Wednesday, October 26, 2005

A Woman Who Created a Shift

Rosa Lee Parks, whose refusal to give up her seat to a white man that sparked the modern civil rights movement, died today. She was 92. Mrs. Parks was 42 when she committed an act of defiance in 1955 that was to change the course of American history and earn her the title "mother of the civil rights movement." Her refusal to yield her seat created a major shift in the winds of change. After her action, the infamous bus boycott was organized by a supportive black community, led by a young Martin Luther King. This triggered a chain of events culminating in civil unrest, non-violent (in theory) marches and protests and changes in archaic laws. From the moment she refused to give up her seat on the bus, Rosa Parks was propelled into an international spotlight. She embraced her role and continued to be a leader until the day she died.

One small assertive stance. A whole shift in thinking and acting. Amazing.

Speaking in 1992, she said history too often maintains that "my feet were hurting and I didn't know why I refused to stand up when they told me. But the real reason of my not standing up was I felt that I had a right to be treatedas any other passenger. We had endured that kind of treatment for too long."
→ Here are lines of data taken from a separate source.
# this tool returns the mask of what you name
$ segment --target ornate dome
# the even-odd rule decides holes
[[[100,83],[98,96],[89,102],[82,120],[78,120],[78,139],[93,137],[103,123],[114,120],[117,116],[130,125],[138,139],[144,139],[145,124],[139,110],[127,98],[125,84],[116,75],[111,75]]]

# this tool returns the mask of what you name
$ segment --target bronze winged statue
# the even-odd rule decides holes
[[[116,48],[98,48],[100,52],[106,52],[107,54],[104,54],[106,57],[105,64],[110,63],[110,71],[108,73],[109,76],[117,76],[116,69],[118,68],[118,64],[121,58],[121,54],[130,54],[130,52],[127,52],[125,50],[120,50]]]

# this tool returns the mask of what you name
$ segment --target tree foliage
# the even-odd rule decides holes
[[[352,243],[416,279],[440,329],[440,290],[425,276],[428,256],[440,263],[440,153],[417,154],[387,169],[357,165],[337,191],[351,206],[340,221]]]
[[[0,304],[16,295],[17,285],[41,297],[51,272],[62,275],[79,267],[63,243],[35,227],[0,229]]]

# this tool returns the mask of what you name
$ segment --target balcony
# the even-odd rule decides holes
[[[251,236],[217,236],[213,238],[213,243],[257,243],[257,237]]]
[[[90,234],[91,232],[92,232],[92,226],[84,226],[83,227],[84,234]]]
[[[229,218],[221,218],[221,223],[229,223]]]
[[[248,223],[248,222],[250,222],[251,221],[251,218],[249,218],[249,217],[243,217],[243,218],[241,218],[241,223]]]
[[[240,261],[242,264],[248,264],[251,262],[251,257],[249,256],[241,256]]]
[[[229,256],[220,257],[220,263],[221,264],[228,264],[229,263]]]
30 years after the incident, she stated: "At the time I was arrested, I had no idea it would turn into this. It was just a day like any other day. The only thing that made it significant was that the masses of people joined in."

Just last week, I started reading a book that contained a chapter on Martin Luther King which of course mentioned Rosa Park's role in the path that King chose to take with his life. Since then, I had been thinking about her and the bravery she showed to the world from that day forward. It's funny how that're thinking about someone, or something and then a connection of some kind occurs. Today, I will continue to think of Rosa Parks and remember the lesson she taught, and how she continued to live her life according to the rights and values which she believed. She was and is a true role model.

"I have learned over the years that when one's mind is made up, this diminishes fear; knowing what must be done does away with fear."